Er gehe gern zur Schule, sagt der 12-jährige Jakob Winter. Einzig die Sprüche der Mitschüler nervten zuweilen. Wenn sie ihn hänselten, er schwänze, weil er im Sommer nicht den Unterricht besuche. Sein Vater ist selber nie in die Schule gegangen. Er kann weder lesen noch schreiben. «Ich bin froh, wenn mir mein Sohn eine Quittung schreiben kann für die geschliffenen Messer», sagt der 38-Jährige Fino Winter. Vier Kinder hat die Familie, zwei sind noch schulpflichtig.
Spezialförderung statt Bussen
Doch nicht alle Familien schicken ihre Kinder regelmässig in den Unterricht. In der Vergangenheit hat man versucht, diese Eltern mit Sanktionen in die Pflicht zu nehmen. Ohne Erfolg. Nun reagiert die Stadt Bern. Sie lanciert ein Spezialprogramm für die Kinder der Fahrenden. 8 bis 12 Lektionen werden sie künftig separat von der Klasse unterrichtet von zwei Lehrkräften, die extra dafür angestellt werden.
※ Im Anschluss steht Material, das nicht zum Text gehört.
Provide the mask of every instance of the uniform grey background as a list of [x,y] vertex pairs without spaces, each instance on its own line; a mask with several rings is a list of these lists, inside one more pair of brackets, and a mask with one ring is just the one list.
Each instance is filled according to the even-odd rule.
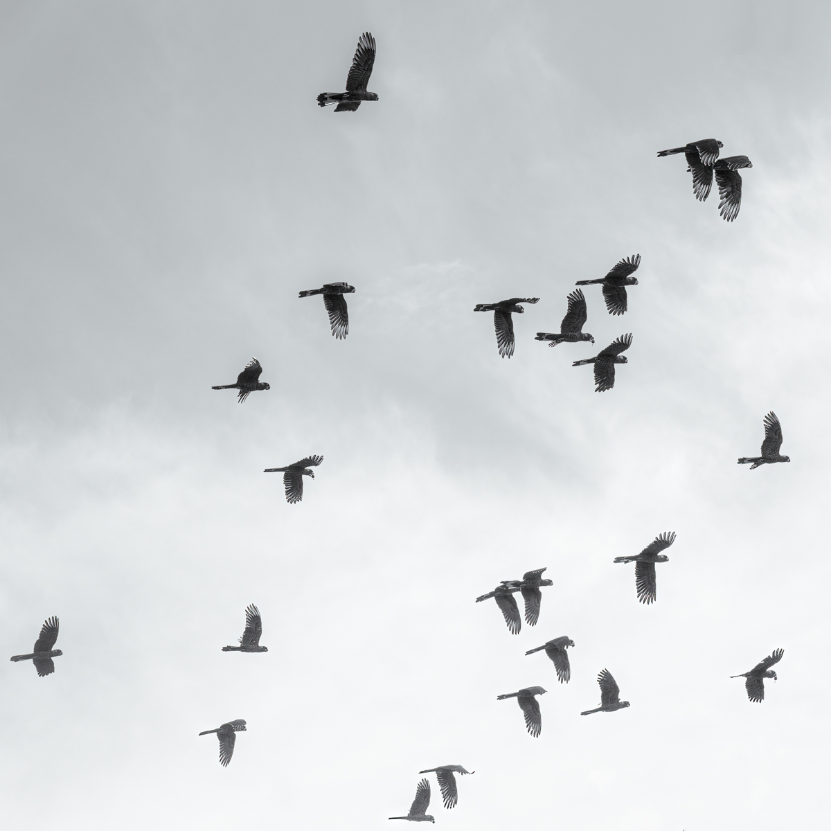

Den gleichen Bildungsstand wie bei den sesshaften Kindern dürfe man dennoch nicht erwarten, sagt Irene Hänsenberger. Sie leitet das Schulamt der Stadt Bern. Ziel sei es aber, dass «die Kinder so rechnen, lesen und schreiben können, dass sie ein selbständiges Leben führen können».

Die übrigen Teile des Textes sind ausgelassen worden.